Durant ce temps son père perdit l’usage d’une jambe sur le front Russe, il connut les horreurs des combats de Breslau et vit, avec sa fille de 14 ans, les horreurs perpétrés par l’armée Russe, me raconte t’il : massacre de civils, viols des fillettes, torture en tout genre….sa sœur fut bien plus traumatisée que lui par la guerre.
De son côté, prisonnier par les Anglais, il resta en Angleterre plusieurs mois avant d’être livré aux Américains, en Allemagne. Il se retrouva finalement parqué durant 3 semaines à Chartres ou il me dit avoir vécu dans des conditions terribles, sans nourriture, dehors, dans des trous creusés dans la boue, par un froid hivernal.
C’est finalement de cet épisode dont il garde le plus mauvais souvenir. Au bout de trois semaines il fut envoyé comme prisonnier travailleur dans les mines de Bruay, dans le nord de la France. Au bout d’un an et demi il obtenu le statut de travailleur libre avec la possibilité de retourner dans son pays ou bien de rester en France comme travailleur libre, ce qu’il fit. Quelques temps après, il épousa une jeune Francaise. « De ces deux misères associées naquirent un amour » me dit sa femme.

Il travailla ensuite comme mineur de fond jusqu’à la retraite, une carrière difficile marqué par un accident grave qui manqua de le laisser invalide le restant de ces jours.
Après le récit de son histoire je l’interroge sur le regard qu’il porte, aujourd’hui, sur le nazisme et l’histoire de son peuple. Naïvement je m’attendais à une critique sans concession mais au lieu de cela je m’aperçois qu’il garde une espèce de tendresse pour celui qu’il appelle « Adolph ». Une curieuse cécité psychologique lui fait expliquer que le génocide juif ce n’était pas « Adolph » mais Himler, qui était le vrai salaud. Et de toute façon les soldats Allemands n’étaient pas au courant des exterminations... « et puis quand même, vous, les Français vous avez bien aidé pour ce qui est d’éliminer les juifs »….Pour Mr Luttke les seuls vrais erreurs d’« Adolph » furent de rompre le pacte de non agression avec les Russes et bien sur d’avoir perdu la guerre.
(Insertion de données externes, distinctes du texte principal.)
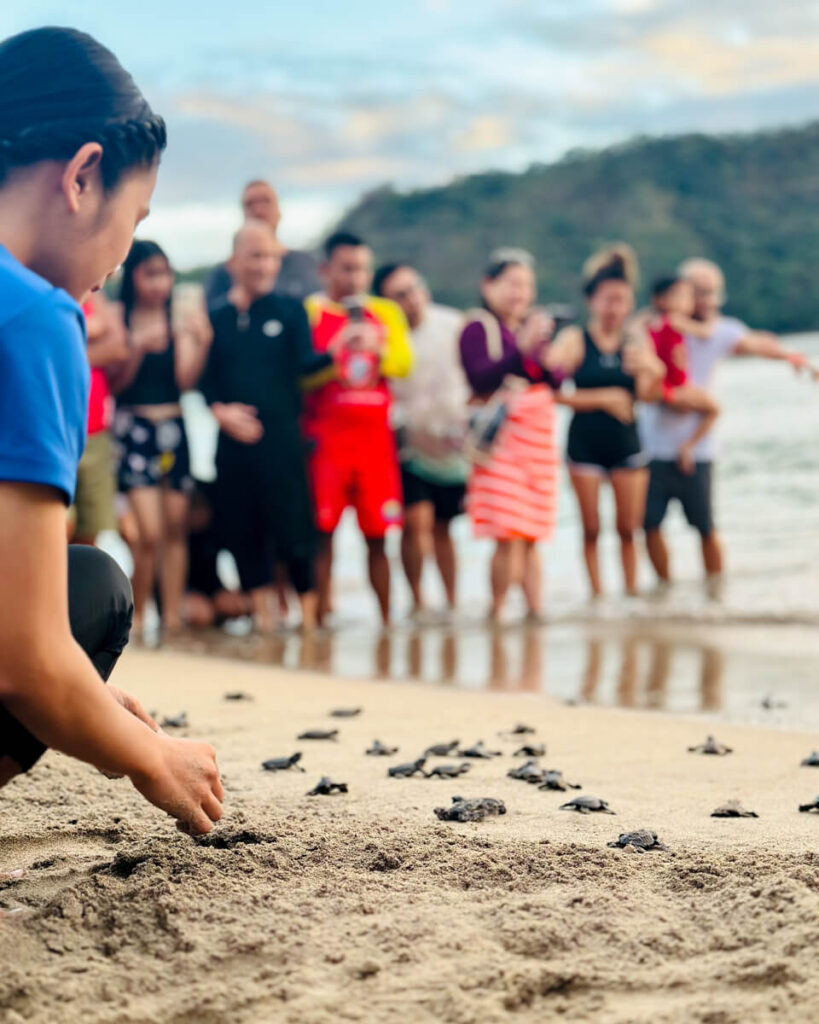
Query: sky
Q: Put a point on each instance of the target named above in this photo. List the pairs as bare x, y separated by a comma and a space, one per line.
330, 99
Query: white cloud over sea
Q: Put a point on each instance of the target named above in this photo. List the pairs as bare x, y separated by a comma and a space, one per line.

Nous revenons ensuite sur ces années de jeunesses Hitlériennes, j’ai alors le sentiment que ce furent les plus belles années de son existence. Ayant perdu sa mère très jeune il connut jusqu’à 10 ans des années difficiles, rejetant sa belle mère. Entre 10 et 16 ans, embrigadé, il connut un esprit de camaraderie et un endoctrinement rassurant : l’amour de la patrie, la fierté Aryenne, l’ordre, le travail. En l’écoutant je comprends mieux son attachement à Hitler et l’espèce d’affection qui perdure depuis. Cela me fait peur, ce témoignage montre comment nous pouvons abandonner la liberté lorsqu’on nous offre le sentiment de sécurité et de fierté nationale. Nous ne sommes pas réellement attaché à la liberté, tout ce qui se passe actuellement dans notre société me fait d’ailleurs penser la même chose, ces quelques réflexions m’évitent de porter un quelconque jugement moral sur Mr Luttke.

La citation du carton, posée sur la table pendant ce récit me parait étrange, décalée par rapport à la teneur de notre conversation. Elle est posée là par sa femme, protestante très pieuse. Lui ne croit plus en Dieu, après tout ce qu'il a vu. Mais il semble encore croire en la bienveillance d'Hitler envers son peuple !
Mr Luttke a eu la gentillesse de m’évoquer, durant une heure et demi, sa vie. Il a fait preuve à mon égard d’une grande confiance et m’a autorisé à partager à mon tour son récit et ses photos.